Non c’è dubbio poi che la Caritas di Palermo mente quando, nello stesso comunicato, esorta a spostare l’attenzione dai disagi dei siciliani allo stato e al destino degli emigranti “in fuga dalla fame e dalle guerre, che concludono in Sicilia, in maniera indegna, un lungo esodo in cerca di libertà e di vita buona”. Non solo nessuno degli emigranti illegali fugge dalla fame e assai pochi dalla guerra. Nel tentativo di toccare la corda dei sentimenti la Caritas evoca immagini di moltitudini di donne e bambini in cerca di scampo indegnamente accolti, quando è la prima a sapere che tra gli emigranti illegali diretti in Europa le donne e i bambini sono pochi: quelli che chiedono asilo in Italia, negli anni scorsi circa il 15 per cento del totale.

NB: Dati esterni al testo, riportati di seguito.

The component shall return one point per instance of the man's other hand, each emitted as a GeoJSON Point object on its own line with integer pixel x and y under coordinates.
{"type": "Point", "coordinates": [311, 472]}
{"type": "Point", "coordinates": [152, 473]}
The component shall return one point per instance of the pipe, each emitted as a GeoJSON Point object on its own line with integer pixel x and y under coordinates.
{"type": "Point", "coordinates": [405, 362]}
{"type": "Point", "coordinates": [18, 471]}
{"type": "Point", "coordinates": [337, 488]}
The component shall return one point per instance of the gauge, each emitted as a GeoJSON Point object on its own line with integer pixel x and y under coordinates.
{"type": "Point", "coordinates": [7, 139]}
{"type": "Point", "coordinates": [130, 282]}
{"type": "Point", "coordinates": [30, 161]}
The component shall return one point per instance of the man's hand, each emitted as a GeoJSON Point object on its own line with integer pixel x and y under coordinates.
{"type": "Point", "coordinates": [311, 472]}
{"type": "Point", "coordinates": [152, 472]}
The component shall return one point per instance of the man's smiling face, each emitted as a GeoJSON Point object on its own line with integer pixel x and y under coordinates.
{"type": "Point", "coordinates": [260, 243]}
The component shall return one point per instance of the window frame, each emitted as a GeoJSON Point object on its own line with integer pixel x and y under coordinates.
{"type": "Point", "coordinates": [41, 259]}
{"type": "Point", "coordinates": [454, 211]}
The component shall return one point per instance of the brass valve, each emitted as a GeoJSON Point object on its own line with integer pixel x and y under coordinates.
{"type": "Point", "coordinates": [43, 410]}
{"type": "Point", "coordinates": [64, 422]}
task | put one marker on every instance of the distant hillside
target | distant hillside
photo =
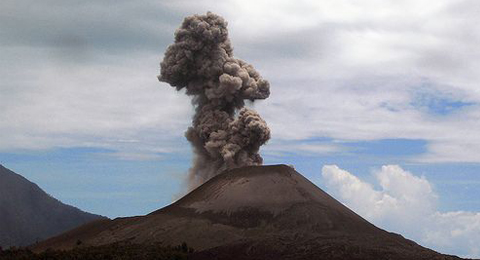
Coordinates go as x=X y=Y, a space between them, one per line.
x=255 y=212
x=28 y=214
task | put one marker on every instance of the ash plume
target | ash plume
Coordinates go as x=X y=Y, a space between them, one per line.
x=224 y=134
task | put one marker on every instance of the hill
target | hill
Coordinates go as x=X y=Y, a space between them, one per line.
x=256 y=212
x=28 y=214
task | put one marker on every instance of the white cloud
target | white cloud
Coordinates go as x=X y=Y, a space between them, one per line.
x=406 y=204
x=339 y=69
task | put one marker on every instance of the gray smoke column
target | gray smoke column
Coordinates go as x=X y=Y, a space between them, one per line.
x=224 y=134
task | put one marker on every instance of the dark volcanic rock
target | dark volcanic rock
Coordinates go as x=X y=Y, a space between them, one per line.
x=257 y=212
x=28 y=214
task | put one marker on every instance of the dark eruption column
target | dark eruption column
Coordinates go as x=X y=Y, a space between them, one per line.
x=224 y=134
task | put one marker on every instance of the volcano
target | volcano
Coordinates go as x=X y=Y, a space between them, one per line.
x=254 y=212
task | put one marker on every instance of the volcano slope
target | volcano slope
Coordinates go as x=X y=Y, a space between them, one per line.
x=255 y=212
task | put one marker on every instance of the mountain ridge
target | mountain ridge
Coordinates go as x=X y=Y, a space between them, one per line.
x=254 y=212
x=28 y=214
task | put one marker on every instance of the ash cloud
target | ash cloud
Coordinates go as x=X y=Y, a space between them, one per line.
x=224 y=134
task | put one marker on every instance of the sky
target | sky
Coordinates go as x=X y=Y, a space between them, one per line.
x=376 y=102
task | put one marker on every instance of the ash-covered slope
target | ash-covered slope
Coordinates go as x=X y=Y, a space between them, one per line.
x=28 y=214
x=255 y=212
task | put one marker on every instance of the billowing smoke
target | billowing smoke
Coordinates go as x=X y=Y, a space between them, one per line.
x=224 y=134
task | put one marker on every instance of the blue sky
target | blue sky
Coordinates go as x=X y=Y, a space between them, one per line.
x=363 y=94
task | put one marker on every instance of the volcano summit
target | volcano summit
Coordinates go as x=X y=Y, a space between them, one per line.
x=254 y=212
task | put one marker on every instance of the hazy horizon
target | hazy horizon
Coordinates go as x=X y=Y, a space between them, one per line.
x=376 y=102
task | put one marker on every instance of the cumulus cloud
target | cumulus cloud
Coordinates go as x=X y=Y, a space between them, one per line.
x=357 y=68
x=407 y=204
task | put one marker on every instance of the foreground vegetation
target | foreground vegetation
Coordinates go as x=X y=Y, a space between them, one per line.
x=116 y=251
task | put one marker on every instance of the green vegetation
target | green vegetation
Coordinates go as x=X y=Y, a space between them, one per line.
x=115 y=251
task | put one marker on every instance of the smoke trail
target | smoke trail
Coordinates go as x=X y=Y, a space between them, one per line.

La rivista dei missionari comboniani Nigrizia ha organizzato per il 28 agosto una giornata di digiuno contro il governatore della Sicilia Musumeci e contro “i continui massacri di migranti nel Mediterraneo”: “E se fossimo noi ad affogare?”, lo slogan. Hanno risposto all’appello una decina di sacerdoti e religiose e una novantina di associazioni di area cattolica. Anche i Centri Astalli, sedi italiane del Servizio dei Gesuiti per i rifugiati, hanno aderito all’iniziativa. Qualche giorno prima, quelli di Palermo e Catania avevano diffuso una nota che contiene altre affermazioni clamorosamente false:

“Ci pare necessario ribadire che la vera emergenza è data dalle persone che muoiono nel Mediterraneo e dalle cause che li spingono a fuggire dai loro Paesi vessati da guerre, crisi umanitarie e gravi ingiustizie sociali. Oggi in Sicilia vediamo i danni provocati dal non aver investito in protezione, accoglienza e integrazione dei migranti”.

Per ospitare in dignità e sicurezza gli emigranti illegali che chiedono asilo l’Italia concede a tutti l’accesso ai servizi sanitari nazionali, la possibilità di lavorare e ha creato per loro un gigantesco, onerosissimo sistema di assistenza che provvede alle necessità degli utenti per anni, se necessario, inclusi quell’80 per cento ai quali alla fine sarà negata protezione internazionale per gli infondati motivi accampati; e che peraltro presentano ricorso dal momento che possono usufruire del gratuito patrocinio concesso dallo Stato: un servizio che da solo costa ogni anno ai cittadini italiani da 50 a 60 milioni di euro.